Vegan Blueberry Buns

Tatyana
Pillowy orange blossom dough packed with a wild blueberry filling and light enough to want to eat all of them.
Course Dessert
Total Time 1 hour 18 minutes
Servings 8

Ingredients
  

Blueberry filling

  • 280 g fresh blueberries
  • 35 g white granulated sugar, make sure it’s vegan
  • 7 g tapioca starch
  • 1/2 lemon, zested
  • 1 tbsp water
  • pinch of salt

Dough

  • 400 g all-purpose flour
  • 40 g white granulated sugar
  • 1/2 tsp salt
  • 220 g lukewarm water, around 37C/98F, but no more than 48C/120F
  • 2 tsp instant yeast or active dry yeast
  • 50 g neutral oil, (grapeseed, canola, vegetable...)
  • 1/2 tbsp orange blossom water

Instructions
 

Blueberry filling

  • In a saucepan, combine all the ingredients and bring to a boil.
  • Let it boil a few minutes until thickened, stirring constantly to avoid it sticking.
  • Pour into a wide container (the thinner the filling is spread the faster it will cool) and cover directly with plastic wrap to prevent a skin from forming.
  • Stick it in the fridge so it cools while you make the dough.

Dough

  • Combine the lukewarm water, yeast and 10g of the sugar and set it aside to let the yeast foam.
  • In a large(ish) bowl, whisk together the flour, the rest of the sugar and the salt.
  • Once the yeast has lightly foamed, pour it into the dry ingredients along with the oil and orange blossom water.
  • Stir everything together until a rough dough forms then tip it out onto a lightly floured surface and knead a few times, about 5 minutes, just until it forms a nice smooth ball and doesn’t feel sticky.
  • Place the dough in a lightly oiled bowl, cover it with a damp tea towel and place it in a warm place to proof for an hour or until doubled in size.
  • Prepare a baking sheet lined with parchment paper or a silicone mat.
  • Once proofed, roll or pat the dough out on a floured surface to form a 50cmx30cm rectangle.
  • Spread the blueberry filling as evenly as possible all over the dough, then grab the 30cm side and fold it a bit further than the center.
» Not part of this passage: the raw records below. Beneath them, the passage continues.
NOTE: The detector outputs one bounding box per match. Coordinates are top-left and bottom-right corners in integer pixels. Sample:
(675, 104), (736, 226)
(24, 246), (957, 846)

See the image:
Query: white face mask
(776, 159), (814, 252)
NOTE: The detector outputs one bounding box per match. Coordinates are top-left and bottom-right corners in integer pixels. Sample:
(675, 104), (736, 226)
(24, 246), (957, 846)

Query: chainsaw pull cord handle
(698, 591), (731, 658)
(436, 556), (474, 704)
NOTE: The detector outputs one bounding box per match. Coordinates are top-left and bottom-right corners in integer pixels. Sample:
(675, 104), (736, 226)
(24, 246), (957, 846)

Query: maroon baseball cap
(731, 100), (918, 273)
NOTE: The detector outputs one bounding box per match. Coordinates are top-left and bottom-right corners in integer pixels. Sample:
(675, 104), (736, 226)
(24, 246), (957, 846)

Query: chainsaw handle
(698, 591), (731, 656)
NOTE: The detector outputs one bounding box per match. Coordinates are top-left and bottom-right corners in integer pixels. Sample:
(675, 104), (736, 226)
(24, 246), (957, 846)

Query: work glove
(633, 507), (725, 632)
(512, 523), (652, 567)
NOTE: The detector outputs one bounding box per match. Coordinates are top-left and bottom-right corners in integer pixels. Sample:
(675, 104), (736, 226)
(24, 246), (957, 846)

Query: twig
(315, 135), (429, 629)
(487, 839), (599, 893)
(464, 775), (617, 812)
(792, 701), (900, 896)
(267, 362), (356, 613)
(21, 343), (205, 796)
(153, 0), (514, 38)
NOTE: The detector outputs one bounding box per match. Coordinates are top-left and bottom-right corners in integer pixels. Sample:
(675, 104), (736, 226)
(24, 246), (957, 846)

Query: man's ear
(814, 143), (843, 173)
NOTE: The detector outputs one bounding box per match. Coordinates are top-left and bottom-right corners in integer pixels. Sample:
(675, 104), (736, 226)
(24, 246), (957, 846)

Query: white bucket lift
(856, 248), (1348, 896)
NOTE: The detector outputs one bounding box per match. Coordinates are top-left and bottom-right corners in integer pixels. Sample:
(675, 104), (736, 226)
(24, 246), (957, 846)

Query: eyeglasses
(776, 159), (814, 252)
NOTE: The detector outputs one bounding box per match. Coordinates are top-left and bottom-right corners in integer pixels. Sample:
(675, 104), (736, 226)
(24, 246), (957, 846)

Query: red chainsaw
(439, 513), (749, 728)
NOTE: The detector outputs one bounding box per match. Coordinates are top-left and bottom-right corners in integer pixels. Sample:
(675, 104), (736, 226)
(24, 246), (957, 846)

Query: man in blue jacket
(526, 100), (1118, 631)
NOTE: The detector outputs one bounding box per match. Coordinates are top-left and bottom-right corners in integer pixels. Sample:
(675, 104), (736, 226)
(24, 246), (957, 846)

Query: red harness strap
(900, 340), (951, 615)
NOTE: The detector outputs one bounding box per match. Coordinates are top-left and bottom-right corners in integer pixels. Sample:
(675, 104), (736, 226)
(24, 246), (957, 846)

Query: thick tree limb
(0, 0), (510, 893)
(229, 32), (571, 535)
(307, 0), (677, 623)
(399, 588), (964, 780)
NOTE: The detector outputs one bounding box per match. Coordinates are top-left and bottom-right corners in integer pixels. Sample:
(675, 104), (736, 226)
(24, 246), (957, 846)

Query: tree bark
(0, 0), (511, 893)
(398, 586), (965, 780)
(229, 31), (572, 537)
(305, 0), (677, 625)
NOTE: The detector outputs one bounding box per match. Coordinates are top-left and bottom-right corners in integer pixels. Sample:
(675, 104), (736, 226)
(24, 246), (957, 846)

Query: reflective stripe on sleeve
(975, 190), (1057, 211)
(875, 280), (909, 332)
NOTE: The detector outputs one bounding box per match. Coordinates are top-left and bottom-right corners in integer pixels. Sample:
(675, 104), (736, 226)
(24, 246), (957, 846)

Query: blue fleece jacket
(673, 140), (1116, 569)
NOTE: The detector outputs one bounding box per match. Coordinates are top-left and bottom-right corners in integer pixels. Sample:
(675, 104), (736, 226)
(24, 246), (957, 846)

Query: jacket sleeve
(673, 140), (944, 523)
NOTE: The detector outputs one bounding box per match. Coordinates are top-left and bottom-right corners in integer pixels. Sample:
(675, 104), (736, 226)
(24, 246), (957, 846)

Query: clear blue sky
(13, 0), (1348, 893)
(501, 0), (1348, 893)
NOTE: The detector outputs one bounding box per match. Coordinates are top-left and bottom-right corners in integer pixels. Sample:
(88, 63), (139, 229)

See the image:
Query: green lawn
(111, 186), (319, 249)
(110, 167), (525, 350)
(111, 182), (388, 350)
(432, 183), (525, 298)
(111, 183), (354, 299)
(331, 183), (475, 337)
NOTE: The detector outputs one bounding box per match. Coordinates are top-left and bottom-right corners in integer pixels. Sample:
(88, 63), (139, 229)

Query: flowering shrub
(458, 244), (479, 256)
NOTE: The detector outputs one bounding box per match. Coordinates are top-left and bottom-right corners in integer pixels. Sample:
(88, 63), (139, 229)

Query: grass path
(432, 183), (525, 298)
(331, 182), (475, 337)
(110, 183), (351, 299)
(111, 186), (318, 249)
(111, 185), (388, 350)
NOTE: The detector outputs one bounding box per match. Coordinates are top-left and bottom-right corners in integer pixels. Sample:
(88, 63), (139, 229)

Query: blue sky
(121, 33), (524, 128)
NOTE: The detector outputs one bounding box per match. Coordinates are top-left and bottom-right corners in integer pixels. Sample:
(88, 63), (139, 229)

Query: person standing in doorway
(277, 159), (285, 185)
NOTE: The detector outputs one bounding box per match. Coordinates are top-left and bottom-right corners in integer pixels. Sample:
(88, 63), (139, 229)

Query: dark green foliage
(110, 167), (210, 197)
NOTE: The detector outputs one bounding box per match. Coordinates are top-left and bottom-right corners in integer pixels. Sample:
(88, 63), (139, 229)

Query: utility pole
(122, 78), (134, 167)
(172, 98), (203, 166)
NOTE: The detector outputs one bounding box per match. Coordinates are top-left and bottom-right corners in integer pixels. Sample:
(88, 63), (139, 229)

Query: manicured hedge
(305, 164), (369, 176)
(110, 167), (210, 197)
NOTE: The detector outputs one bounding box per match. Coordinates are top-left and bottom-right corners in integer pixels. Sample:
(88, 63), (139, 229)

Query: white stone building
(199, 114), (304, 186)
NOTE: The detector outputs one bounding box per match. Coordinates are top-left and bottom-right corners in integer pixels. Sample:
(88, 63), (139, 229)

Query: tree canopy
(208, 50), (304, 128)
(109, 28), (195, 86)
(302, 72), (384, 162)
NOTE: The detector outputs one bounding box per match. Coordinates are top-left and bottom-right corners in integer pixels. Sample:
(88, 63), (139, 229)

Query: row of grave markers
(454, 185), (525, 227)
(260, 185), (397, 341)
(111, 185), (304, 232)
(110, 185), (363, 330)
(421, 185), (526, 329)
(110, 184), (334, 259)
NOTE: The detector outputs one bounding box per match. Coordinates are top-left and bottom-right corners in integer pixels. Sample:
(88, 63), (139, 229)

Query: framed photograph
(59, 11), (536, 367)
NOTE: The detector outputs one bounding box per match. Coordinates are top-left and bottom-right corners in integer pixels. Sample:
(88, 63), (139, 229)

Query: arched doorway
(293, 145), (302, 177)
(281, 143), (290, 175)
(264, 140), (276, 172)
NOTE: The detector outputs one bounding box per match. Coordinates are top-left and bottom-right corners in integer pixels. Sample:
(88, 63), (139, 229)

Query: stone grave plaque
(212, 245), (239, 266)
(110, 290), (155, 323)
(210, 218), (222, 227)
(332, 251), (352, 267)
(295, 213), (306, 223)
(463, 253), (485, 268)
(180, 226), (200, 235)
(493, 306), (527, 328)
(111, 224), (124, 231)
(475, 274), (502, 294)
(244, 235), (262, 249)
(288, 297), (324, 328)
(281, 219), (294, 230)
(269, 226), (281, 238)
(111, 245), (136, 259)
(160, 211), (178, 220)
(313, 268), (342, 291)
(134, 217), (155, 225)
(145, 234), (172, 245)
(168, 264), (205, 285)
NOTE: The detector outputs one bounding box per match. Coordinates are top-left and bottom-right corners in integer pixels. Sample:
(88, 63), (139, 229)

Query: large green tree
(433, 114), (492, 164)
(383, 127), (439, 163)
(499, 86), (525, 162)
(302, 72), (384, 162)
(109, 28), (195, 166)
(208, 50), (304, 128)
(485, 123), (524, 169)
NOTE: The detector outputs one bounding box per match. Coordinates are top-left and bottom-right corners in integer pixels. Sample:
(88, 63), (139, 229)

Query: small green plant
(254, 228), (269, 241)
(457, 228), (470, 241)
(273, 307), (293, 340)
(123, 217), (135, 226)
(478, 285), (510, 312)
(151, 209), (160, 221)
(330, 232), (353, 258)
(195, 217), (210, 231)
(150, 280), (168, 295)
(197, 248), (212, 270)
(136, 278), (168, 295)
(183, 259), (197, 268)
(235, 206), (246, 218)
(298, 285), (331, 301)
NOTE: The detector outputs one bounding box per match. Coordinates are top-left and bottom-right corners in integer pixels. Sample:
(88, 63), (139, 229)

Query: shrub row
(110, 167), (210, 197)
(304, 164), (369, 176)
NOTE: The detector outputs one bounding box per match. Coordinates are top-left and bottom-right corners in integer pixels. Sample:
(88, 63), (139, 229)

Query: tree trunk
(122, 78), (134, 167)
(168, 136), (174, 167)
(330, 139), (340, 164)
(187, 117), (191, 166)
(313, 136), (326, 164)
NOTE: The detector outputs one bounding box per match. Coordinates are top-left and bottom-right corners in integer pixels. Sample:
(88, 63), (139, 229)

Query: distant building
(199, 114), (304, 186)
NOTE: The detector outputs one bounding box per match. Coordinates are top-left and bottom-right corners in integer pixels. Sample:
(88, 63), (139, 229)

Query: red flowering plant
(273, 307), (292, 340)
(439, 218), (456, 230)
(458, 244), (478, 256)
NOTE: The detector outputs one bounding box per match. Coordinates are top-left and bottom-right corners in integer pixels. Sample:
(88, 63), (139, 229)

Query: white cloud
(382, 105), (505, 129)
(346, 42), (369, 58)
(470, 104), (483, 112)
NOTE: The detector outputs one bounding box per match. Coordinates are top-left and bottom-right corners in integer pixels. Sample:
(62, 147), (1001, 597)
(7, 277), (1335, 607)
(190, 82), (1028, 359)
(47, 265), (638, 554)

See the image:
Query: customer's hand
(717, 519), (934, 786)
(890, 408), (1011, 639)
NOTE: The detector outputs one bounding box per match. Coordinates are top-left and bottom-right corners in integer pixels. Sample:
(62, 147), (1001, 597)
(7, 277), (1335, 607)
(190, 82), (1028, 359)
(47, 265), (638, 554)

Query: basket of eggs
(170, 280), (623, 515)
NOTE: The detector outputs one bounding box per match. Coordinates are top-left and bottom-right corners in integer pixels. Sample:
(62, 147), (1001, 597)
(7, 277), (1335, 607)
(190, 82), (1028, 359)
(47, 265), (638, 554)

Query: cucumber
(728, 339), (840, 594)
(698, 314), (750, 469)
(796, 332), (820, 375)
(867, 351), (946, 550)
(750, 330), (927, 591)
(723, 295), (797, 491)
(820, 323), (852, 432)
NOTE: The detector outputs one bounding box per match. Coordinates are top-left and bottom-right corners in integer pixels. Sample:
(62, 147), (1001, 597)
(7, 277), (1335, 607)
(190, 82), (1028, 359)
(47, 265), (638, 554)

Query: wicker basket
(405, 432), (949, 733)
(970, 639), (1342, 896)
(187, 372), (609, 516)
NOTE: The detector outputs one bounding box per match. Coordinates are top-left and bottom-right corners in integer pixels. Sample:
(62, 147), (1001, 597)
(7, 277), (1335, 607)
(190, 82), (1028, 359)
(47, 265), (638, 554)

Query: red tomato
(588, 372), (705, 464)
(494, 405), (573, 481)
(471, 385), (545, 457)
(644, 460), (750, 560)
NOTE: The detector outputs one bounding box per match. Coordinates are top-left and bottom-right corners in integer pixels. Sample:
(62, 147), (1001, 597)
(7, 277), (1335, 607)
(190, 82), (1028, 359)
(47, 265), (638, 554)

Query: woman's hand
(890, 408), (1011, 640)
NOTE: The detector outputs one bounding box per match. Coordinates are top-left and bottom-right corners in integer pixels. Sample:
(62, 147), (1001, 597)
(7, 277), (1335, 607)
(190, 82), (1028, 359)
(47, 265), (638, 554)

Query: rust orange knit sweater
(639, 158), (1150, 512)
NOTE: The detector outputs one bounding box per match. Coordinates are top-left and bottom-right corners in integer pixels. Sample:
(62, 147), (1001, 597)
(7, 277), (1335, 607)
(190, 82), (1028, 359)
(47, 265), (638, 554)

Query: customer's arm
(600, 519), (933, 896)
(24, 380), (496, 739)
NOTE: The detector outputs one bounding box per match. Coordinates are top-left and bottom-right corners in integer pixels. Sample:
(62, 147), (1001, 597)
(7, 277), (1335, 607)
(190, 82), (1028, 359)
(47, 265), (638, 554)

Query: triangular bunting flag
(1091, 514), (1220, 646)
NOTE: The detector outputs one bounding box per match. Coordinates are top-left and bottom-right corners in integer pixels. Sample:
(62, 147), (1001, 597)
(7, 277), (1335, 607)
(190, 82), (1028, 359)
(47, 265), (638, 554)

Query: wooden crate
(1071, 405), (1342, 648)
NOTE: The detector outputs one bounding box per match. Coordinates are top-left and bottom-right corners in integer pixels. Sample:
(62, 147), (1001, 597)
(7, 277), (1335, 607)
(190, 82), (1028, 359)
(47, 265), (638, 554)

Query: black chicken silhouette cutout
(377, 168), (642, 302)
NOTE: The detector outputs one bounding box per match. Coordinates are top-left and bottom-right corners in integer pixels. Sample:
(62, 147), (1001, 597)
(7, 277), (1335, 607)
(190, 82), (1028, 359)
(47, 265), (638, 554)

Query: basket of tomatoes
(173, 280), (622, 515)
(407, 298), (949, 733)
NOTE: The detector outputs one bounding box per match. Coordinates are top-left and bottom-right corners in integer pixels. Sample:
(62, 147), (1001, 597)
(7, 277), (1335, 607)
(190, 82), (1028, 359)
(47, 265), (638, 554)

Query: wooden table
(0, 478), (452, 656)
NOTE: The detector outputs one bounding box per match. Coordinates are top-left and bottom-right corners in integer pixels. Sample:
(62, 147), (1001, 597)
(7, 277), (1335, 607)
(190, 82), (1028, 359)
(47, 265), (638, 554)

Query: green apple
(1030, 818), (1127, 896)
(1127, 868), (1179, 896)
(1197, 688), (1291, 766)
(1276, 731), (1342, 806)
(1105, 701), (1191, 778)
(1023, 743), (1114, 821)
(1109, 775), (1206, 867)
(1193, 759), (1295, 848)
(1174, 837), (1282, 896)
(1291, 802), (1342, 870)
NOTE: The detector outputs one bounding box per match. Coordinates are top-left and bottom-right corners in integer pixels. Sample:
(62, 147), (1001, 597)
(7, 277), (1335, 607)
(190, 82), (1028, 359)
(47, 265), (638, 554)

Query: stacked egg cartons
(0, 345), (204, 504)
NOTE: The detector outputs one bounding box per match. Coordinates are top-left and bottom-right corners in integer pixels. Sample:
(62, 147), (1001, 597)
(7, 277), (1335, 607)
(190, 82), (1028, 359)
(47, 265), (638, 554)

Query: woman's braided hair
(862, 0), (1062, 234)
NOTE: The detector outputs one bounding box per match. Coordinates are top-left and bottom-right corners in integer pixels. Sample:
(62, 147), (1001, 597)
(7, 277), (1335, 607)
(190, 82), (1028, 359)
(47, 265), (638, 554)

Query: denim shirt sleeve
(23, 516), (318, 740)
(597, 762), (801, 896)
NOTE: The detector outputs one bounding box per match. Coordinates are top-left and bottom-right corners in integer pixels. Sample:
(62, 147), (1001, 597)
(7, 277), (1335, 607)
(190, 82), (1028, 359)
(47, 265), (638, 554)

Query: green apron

Do the same thing with the other 30cm side. Like folding a paper to put in an envelope.
  • Once the dough is folded, place the longest side in front of you and cut 8 equal strips. To make it easier, cut the dough in half, then those halves in halves and those halves/quarters into halves.
  • With each strip, grab both ends and pull lightly to extend it. Then with one hand twist towards yourself and with the other twist away. Spiral that twisted shape on itself and tuck the end underneath.
  • Place them on the baking sheet with some space in between and let them rest for 20 to 30 minutes or until they’ve lightly expanded.
  • In the meantime, preheat your oven to 190°C or 375°F and when the buns are ready, bake them for 18 to 20 minutes.
  • Let them cool on the baking sheet for about 10 minutes to let the filling set, then transfer them to a wire rack to cool completely.

Notes

  • *Disclaimer: I have a tiny not-so-great oven, so your bake time may vary from mine.
  • I strongly suggest making recipes by weight, if you make them by cups I can’t guarantee that you’ll get the same results.
  • You can use frozen blueberries and boil the filling a few minutes longer to get rid of the excess water.
  • You can replace the tapioca starch with cornstarch, your filling just might not be as set since tapioca starch thickens at a lower temperatue. But they’ll still be good!
  • For something extra, you can drizzle the lemon glaze from the lemon cake recipe over these!
  • If you want less of a mess, you can bake these as rolls like cinnamon buns.
  • These are best enjoyed the same day, but they will keep up to 2 days at room temperature. Or you can keep them in the fridge for at least a week and pop one in the microwave for about 20 seconds when you want to.